La exposición retoma ahora este conjunto de obras con dos secuencias que discurren de un lado a otro de la sala. Borrosa, oscura y frenética, la secuencia sumerge al espectador en el caos, psicológico y físico al mismo tiempo.
Las imágenes muestran los ominosos restos de las ciudades bombardeadas, figuras infrarrojas y primeros planos visualmente abstractos. «Se convirtió en una elección natural [para el encargo] porque, en su práctica, es muy hábil para visualizar el trauma y el lado más oscuro de la humanidad», explica la comisaria Asle Olsen al presentar la obra de D’Agata.
En la segunda serie, D’Agata fotografía a Nihon Hidankyo, erguidos y desafiantes, con la mirada fija en su objetivo. «Con su peculiar forma de fotografiar, consigue captar exactamente lo que pretendemos», explica Olsen. «El primero es mostrar respeto por Nihon Hidankyo y sus miembros. El segundo es revelar la oscuridad y la determinación en sus rostros, mostrando que su mensaje es importante de comunicar.»
Sobre el fotógrafo
Antoine d’Agata es un fotógrafo francés conocido por su obra visceral, cruda y profundamente introspectiva, que explora los límites de la experiencia humana. Miembro de la agencia Magnum, su trabajo se centra en temas como el deseo, la adicción, la marginalidad y la violencia interior, siempre desde una perspectiva autobiográfica. D’Agata no se sitúa como un observador distante: involucra su propio cuerpo y vida en los entornos que fotografía, generando imágenes cargadas de intensidad emocional y física.

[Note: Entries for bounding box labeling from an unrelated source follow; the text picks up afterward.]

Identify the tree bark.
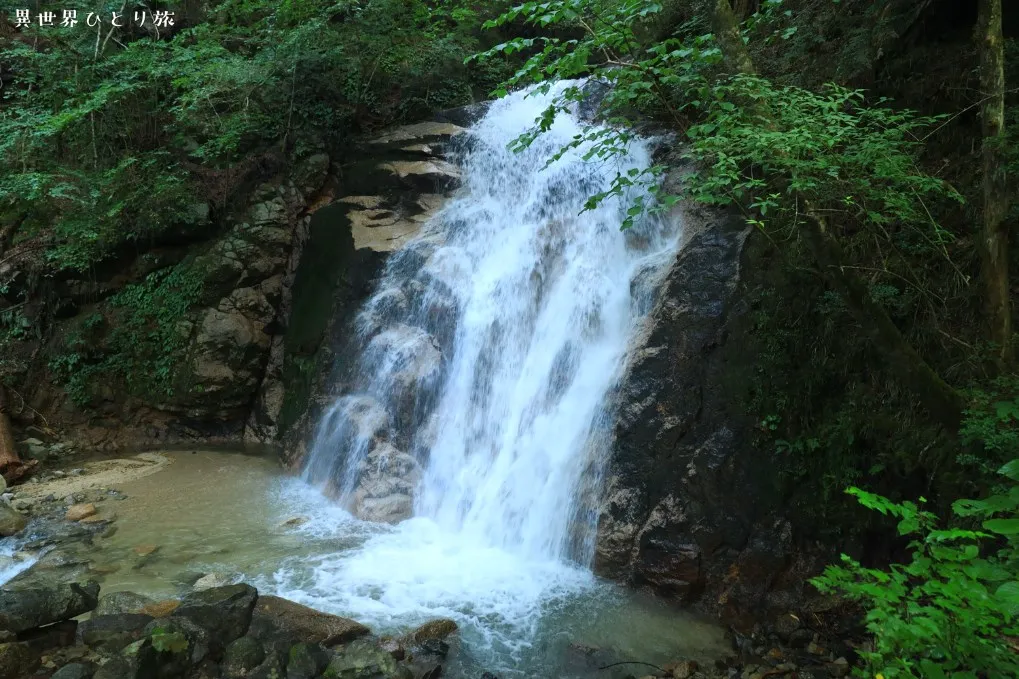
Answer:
[0,385,39,483]
[977,0,1014,365]
[713,0,965,430]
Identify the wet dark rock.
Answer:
[0,581,99,632]
[774,613,803,641]
[286,643,330,679]
[0,503,29,537]
[595,209,811,619]
[378,637,407,660]
[411,618,459,643]
[252,595,371,650]
[418,639,449,658]
[0,643,39,679]
[93,658,137,679]
[50,663,96,679]
[324,640,414,679]
[170,584,258,645]
[416,665,442,679]
[788,627,814,648]
[17,620,77,654]
[247,655,286,679]
[78,613,153,651]
[223,636,265,679]
[92,591,156,617]
[144,618,210,666]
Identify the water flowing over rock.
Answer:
[304,82,681,563]
[595,204,803,619]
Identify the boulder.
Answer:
[64,503,96,521]
[411,618,459,643]
[245,655,286,679]
[0,643,39,679]
[192,573,230,591]
[17,620,77,655]
[323,641,414,679]
[0,505,29,537]
[77,613,153,651]
[252,596,371,647]
[143,618,208,670]
[286,643,329,679]
[92,657,138,679]
[0,580,99,632]
[595,208,791,616]
[170,584,258,646]
[223,636,265,679]
[50,663,96,679]
[92,591,155,618]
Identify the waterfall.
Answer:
[281,84,680,664]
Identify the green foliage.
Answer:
[959,375,1019,473]
[150,627,189,654]
[812,460,1019,679]
[49,260,203,405]
[0,0,492,271]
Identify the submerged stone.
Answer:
[252,596,371,650]
[223,636,265,679]
[92,591,153,618]
[323,641,414,679]
[50,663,96,679]
[170,584,258,645]
[78,613,152,650]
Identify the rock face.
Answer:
[595,204,791,615]
[0,504,29,537]
[170,584,258,646]
[0,581,99,632]
[246,595,371,646]
[266,121,465,454]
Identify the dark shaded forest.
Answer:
[0,0,1019,679]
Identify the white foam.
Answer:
[283,84,680,659]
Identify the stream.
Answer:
[0,84,727,678]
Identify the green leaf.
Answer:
[983,519,1019,535]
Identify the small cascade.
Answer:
[287,80,680,664]
[304,80,679,564]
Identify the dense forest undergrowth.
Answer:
[0,0,1019,679]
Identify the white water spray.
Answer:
[287,86,679,664]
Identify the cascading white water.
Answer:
[277,85,680,668]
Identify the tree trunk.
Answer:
[977,0,1013,365]
[0,385,39,483]
[713,0,965,430]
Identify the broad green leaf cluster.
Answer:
[813,460,1019,679]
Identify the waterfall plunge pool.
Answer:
[0,451,728,679]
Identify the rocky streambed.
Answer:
[0,450,853,679]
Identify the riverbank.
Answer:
[0,450,864,678]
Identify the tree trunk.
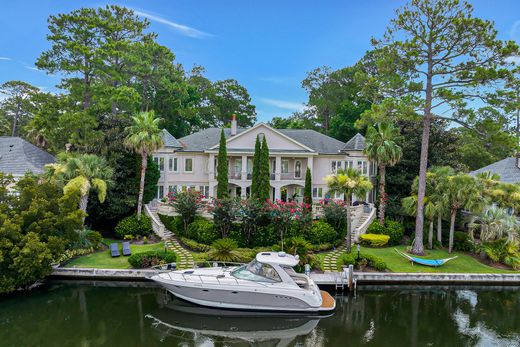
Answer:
[437,214,442,246]
[79,193,88,224]
[428,219,433,249]
[137,152,148,220]
[448,209,457,253]
[345,198,352,253]
[379,164,386,225]
[412,44,433,255]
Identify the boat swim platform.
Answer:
[50,267,520,287]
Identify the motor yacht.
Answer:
[151,252,336,312]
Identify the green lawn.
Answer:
[65,239,164,269]
[344,246,518,273]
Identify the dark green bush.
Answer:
[367,220,404,245]
[179,236,211,252]
[305,220,338,245]
[339,252,388,271]
[453,231,475,252]
[115,215,153,238]
[128,251,177,269]
[186,218,220,245]
[159,214,184,236]
[86,231,103,248]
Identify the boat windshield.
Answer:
[231,260,282,283]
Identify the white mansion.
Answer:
[153,119,376,202]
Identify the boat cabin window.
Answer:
[231,260,282,282]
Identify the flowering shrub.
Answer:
[320,199,347,238]
[167,190,202,234]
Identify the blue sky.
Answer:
[0,0,520,121]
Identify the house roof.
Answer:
[343,133,365,151]
[470,157,520,183]
[179,128,345,154]
[0,136,56,176]
[161,129,182,148]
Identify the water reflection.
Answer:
[0,282,520,347]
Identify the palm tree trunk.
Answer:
[412,47,433,255]
[137,152,148,220]
[345,198,352,253]
[448,209,457,253]
[437,213,442,246]
[428,218,433,249]
[379,164,386,225]
[79,193,88,224]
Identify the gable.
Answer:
[214,123,314,152]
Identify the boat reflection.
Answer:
[145,298,331,346]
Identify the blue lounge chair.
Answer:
[394,248,457,267]
[110,243,121,257]
[123,241,132,256]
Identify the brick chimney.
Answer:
[231,115,237,136]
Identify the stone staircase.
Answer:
[145,204,194,269]
[323,205,376,272]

Sus fotografías, a menudo tomadas en condiciones extremas de oscuridad, movimiento y caos, muestran un lenguaje visual fragmentado y casi alucinatorio. Más que documentar, D’Agata busca producir sensaciones, romper con la idea de una fotografía “objetiva” y confrontar al espectador con realidades incómodas. Su obra, polémica para algunos y profundamente influyente para otros, abre un espacio para reflexionar sobre la representación de lo íntimo, lo prohibido y lo humano en su estado más vulnerable.